Elections are scheduled for December 24 — 70 years to the day since Libya declared independence in 1951. But critical work remains to be done, with less than six months to go, including preparing legal and constitutional frameworks for the vote.
At a conference in Tunis in November 2020, 75 men and women came together as the Libyan Political Dialogue Forum (LPDF) and chose the date and agreed to a road map to get the war-battered country to elections intended to be inclusive, credible and democratic.
The LPDF met for five days this month in Geneva, but the meeting ended without resolving the key issue of establishing a constitutional basis for the national elections.
"It became clear in Geneva that LPDF members were fragmented into various blocs and interest groups with different affiliations," Jan Kubis, head of the U.N. mission in Libya, told the council. "The various blocs maintained their entrenched positions reflected also in their proposals, and the LPDF was unable, unwilling, to reach an agreement on a final proposal for a constitutional basis for the elections."
Kubis said the uncertainty is causing the situation in the country to become "more difficult, confrontational and tense."
Libya's prime minister attended Thursday's meeting. Abdul Hamid Dbeibeh said his office is doing its part, having formed a ministerial committee to support the elections and allocating funding for the High Commission for Elections.
"I call on my sisters and brothers in the House of Representatives and the High Council of State and members of Libyan Political Dialogue Forum to fulfill their responsibilities and allow us to reach consensus so that we can hold the elections in the scheduled time," Dbeibeh said.
Arab League Secretary-General Ahmed Aboul Gheit warned against changing the election date, saying it "would risk plunging the country into another dark tunnel with political divisions and disagreement, which no one wants."
Germany has been active in trying to help the Libyan parties find a negotiated solution to the conflict. It has hosted two rounds of talks in Berlin involving several stakeholders, the most recent on June 23, and is eager not to see progress jeopardized.

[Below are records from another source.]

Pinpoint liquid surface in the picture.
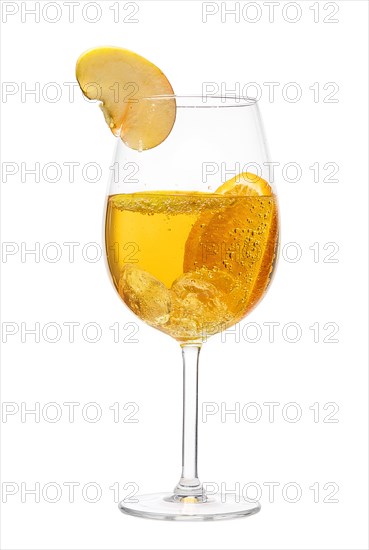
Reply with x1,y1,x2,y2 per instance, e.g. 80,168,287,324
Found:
105,192,279,342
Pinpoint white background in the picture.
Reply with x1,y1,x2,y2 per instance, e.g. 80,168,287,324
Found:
1,1,368,549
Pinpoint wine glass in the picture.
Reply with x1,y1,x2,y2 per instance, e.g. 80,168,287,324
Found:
104,95,279,520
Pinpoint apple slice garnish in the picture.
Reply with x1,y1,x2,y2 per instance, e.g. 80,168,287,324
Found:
76,46,176,150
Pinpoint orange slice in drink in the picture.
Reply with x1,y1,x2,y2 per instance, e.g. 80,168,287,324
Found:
183,173,278,318
76,47,176,150
215,172,273,196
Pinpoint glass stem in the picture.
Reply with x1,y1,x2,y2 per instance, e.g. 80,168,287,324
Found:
173,344,204,499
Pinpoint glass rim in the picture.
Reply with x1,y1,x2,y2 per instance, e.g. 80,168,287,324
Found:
139,94,258,108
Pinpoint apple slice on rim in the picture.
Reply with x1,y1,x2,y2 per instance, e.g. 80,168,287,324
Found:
76,46,176,151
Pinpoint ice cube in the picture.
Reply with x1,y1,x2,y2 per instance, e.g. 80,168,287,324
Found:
118,264,171,327
168,271,230,340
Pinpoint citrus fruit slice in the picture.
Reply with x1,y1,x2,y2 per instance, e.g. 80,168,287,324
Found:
76,46,176,150
215,172,273,196
183,173,278,318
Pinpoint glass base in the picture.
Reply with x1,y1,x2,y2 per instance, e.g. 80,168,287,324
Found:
119,492,261,521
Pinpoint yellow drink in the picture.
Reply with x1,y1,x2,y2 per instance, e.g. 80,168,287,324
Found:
105,191,278,342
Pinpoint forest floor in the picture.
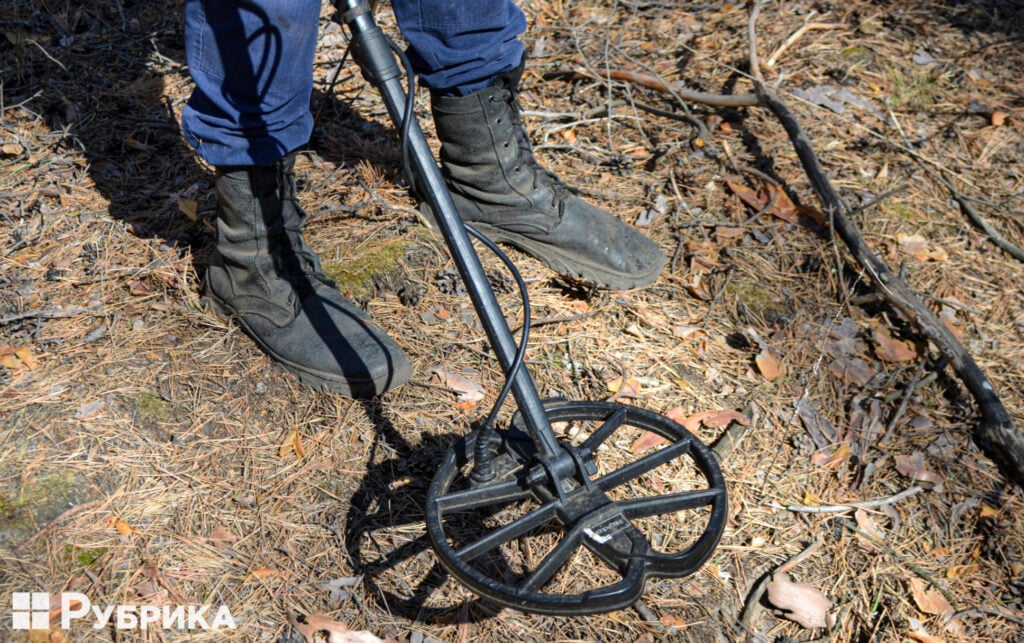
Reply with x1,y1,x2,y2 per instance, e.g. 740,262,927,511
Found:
2,0,1024,641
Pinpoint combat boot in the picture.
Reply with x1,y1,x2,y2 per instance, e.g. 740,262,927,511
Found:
204,152,412,398
428,63,666,290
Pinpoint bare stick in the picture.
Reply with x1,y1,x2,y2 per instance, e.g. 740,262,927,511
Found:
941,173,1024,263
543,68,759,108
766,22,844,68
777,486,924,514
742,4,1024,486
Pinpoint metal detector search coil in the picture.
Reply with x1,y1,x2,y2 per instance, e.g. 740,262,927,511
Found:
335,0,727,615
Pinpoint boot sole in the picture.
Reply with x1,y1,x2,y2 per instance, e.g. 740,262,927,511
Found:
201,291,410,398
420,206,665,290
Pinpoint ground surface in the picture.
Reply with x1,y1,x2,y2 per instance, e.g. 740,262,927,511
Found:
2,0,1024,641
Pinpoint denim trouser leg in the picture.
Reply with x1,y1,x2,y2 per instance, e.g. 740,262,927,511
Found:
181,0,321,167
181,0,527,166
392,0,526,95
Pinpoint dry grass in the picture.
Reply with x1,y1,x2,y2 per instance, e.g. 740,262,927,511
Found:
2,0,1024,641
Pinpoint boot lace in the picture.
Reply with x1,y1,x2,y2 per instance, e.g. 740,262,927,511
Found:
494,88,573,208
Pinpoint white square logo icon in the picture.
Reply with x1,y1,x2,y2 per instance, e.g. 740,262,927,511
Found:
11,592,50,630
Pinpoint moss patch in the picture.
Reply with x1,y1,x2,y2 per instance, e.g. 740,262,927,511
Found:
0,470,91,547
136,389,171,422
727,279,794,326
322,239,409,299
64,545,109,568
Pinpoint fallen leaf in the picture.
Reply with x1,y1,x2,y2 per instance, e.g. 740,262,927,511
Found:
73,399,103,419
873,326,917,362
854,508,886,550
909,577,953,617
755,349,784,381
127,279,152,296
279,430,306,459
671,325,704,339
726,177,823,226
606,375,642,398
428,366,486,404
290,613,389,643
110,519,134,535
827,355,876,386
907,618,945,643
895,452,944,490
938,306,962,340
665,407,750,432
631,431,670,453
765,572,831,629
209,525,238,550
898,233,948,262
177,197,199,221
313,576,362,603
810,443,852,469
246,568,290,581
991,110,1008,127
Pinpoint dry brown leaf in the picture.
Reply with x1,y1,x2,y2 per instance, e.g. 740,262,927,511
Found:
246,568,290,581
606,375,642,398
907,627,945,643
1,345,40,372
765,572,831,629
827,355,876,386
898,233,948,262
631,431,670,454
279,430,306,459
127,279,152,296
854,508,886,551
909,577,953,617
895,452,944,489
873,326,917,363
755,349,784,381
291,613,390,643
210,525,238,550
106,518,135,535
810,443,852,470
177,197,199,221
665,407,749,432
428,365,486,404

"We must take a strong stance against those who favor postponing the elections for selfish political motives," Foreign Minister Heiko Maas said. "Here, the Security Council must reaffirm that it will not tolerate any obstruction."
"The international community clearly and fully supports the Libyan people on their road to national elections," U.S. Ambassador Linda Thomas-Greenfield said. "Now, we must do everything we can to help ensure potential spoilers — both internal and external — do not derail months of hard-fought progress."
In its statement, the council also called on states to comply with the arms embargo imposed on Libya, to refrain from interfering in the fighting, and to withdraw all foreign fighters and mercenaries without delay.
Instability, fighting and foreign interference have proliferated in Libya since the ouster and killing of longtime dictator Moammar Gadhafi in 2011.